BBC Science
The powerful 8.8 magnitude earthquake that rocked Chile could have tilted the axis of the Earth and therefore the days are shorter.
That's the conclusion Richard Gross, a researcher at the Jet Propulsion Laboratory of the U.S. space agency NASA.
The scientist used a complex model which won a preliminary calculation shows that the quake could have shortened 1.26 microseconds (a microsecond equals one millionth of a second) the length of each day on Earth.
What surprised most by Dr. Gross, however, is how the earthquake tilted the axis of the Earth.
According to the investigator the quake could have tilted the earth's axis at 2.7 milli-arcseconds (about 8 centimeters).
The same model estimated the Sumatra-Andaman earthquake of magnitude 9.1 in 2004 could have shortened the length of the days of 6.8 microseconds and tilted Earth's axis in 2.32 milliseconds of arc (about 7 centimeters).
The scientist said that while the Chilean earthquake was smaller than the Sumatra, Chile managed to tip a little more earth's axis for two reasons.
"First, unlike the Sumatran earthquake was located near Ecuador, Chile earthquake was located in the middle latitudes of the Earth, allowing it to more effectively change the figures in the axis" says Dr. Gross .
"Secondly, he added, the fault responsible for the 2010 earthquake in Chile descends beneath the surface of the Earth at an angle slightly steeper than the fault responsible for the earthquake of 2004."
"This makes the failure of Chile is more effective to move the mass of the earth vertically and therefore more effective to change the figures of Earth's axis," he explains.
"As a dancer"
As explained to BBC Science Gangui Dr.

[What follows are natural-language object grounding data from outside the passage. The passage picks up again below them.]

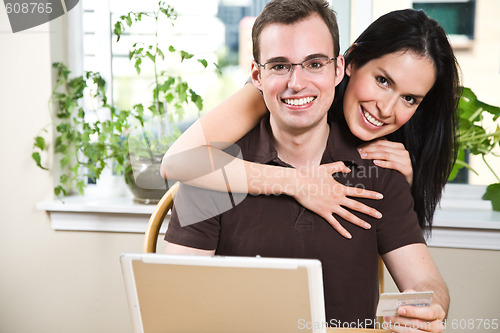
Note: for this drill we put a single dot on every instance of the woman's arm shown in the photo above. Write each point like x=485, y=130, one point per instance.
x=390, y=155
x=196, y=159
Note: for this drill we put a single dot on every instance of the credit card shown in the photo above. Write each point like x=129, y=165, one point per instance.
x=389, y=303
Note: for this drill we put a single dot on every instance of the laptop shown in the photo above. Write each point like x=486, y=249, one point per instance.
x=195, y=294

Alexander, a researcher at the Institute of Astronomy and Space Physics at the University of Buenos Aires, Argentina, it is expected that a movement so strong in the earth's crust causes such as changes in the way moves the planet's mass.
"We know the Earth is not a completely rigid body but subject to many disturbances according to seasonal effects," explains the scientist.

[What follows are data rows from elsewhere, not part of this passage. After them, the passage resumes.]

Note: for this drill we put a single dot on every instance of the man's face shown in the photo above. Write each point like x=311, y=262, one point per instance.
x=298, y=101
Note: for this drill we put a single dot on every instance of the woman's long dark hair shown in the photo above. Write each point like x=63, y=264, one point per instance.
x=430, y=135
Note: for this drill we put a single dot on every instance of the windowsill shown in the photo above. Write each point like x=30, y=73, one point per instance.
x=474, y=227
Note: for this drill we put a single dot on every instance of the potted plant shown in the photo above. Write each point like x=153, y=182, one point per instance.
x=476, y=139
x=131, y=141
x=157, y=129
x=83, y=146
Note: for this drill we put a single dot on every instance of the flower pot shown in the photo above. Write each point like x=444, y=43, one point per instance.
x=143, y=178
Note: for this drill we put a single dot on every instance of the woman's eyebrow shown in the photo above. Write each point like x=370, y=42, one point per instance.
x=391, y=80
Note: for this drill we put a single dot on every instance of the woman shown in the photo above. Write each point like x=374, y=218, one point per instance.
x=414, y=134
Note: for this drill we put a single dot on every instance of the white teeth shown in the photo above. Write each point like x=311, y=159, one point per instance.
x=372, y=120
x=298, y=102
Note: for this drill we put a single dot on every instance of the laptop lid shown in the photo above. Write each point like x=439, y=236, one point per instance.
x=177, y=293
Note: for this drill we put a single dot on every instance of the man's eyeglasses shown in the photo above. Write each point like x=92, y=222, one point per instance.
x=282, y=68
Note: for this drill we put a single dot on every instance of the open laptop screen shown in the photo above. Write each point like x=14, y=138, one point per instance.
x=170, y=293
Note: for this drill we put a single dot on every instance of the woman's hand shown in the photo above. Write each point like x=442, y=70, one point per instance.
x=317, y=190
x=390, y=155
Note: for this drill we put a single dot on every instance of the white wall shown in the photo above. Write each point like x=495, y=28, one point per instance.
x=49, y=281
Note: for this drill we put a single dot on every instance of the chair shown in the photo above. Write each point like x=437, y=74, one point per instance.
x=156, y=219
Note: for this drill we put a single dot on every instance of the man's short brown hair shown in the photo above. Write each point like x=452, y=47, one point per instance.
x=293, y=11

"So a plate movement as he was at the origin of both the earthquake of 2004 as the 2010 course will change the distribution of mass in the planet."
"It's like the effect that when the dancer turns on one foot with open arms and their rotational movement is slow and when closing is faster."

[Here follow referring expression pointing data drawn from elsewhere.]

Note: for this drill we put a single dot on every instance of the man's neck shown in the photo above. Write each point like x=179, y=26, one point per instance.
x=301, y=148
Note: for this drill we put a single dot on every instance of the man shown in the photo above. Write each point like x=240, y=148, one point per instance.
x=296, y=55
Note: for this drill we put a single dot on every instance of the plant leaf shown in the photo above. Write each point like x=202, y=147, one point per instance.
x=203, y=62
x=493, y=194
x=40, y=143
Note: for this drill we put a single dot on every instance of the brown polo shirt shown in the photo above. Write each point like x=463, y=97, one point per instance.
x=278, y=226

Now with the Earth, says the scientist, something similar happened, since their movement became more rapid shift by the change in the distribution of matter in the equatorial zone.
As explained by Dr. Gangui, although these changes in the position of the Earth are important is unlikely to detect.
"The truth is that any of these movements of large amounts of mass of plate tectonics if they caused a small disturbance in the dynamics of the Earth as a cosmic body.
"But it is notoriously difficult and that we can detect it in our everyday life," he adds.
Megatons of TNT
For its part, the British Geological Survey, (Center British Geological Survey) (BGS) said in a recent analysis that the enormous amount of stress stored for hundreds of years in the tectonic plate boundary where the earthquake occurred, and where there had been no strong shaking from 1935 - released energy equivalent to over a thousand megatons of TNT.
And he did it in a few tens of seconds
The BGS said earthquakes as Chile, which occur under the ocean, seabed displacing raise huge amounts of water.
This causes waves, or tsunamis, which can spread from the epicenter like ripples in a pond.
But in the deep ocean tsunami travels hundreds of kilíometros per hour, nearly the speed of an airplane.
According to the BGS wave caused by the earthquake off the coast of Chile took 10 hours to cross the Pacific Ocean.
Something similar happened in 1960 with 9.5 magnitude earthquake that rocked Chile and unleashed a devastating tsunami that traveled across the Pacific, arrived in Japan some 20 hours later and killed about 200 people.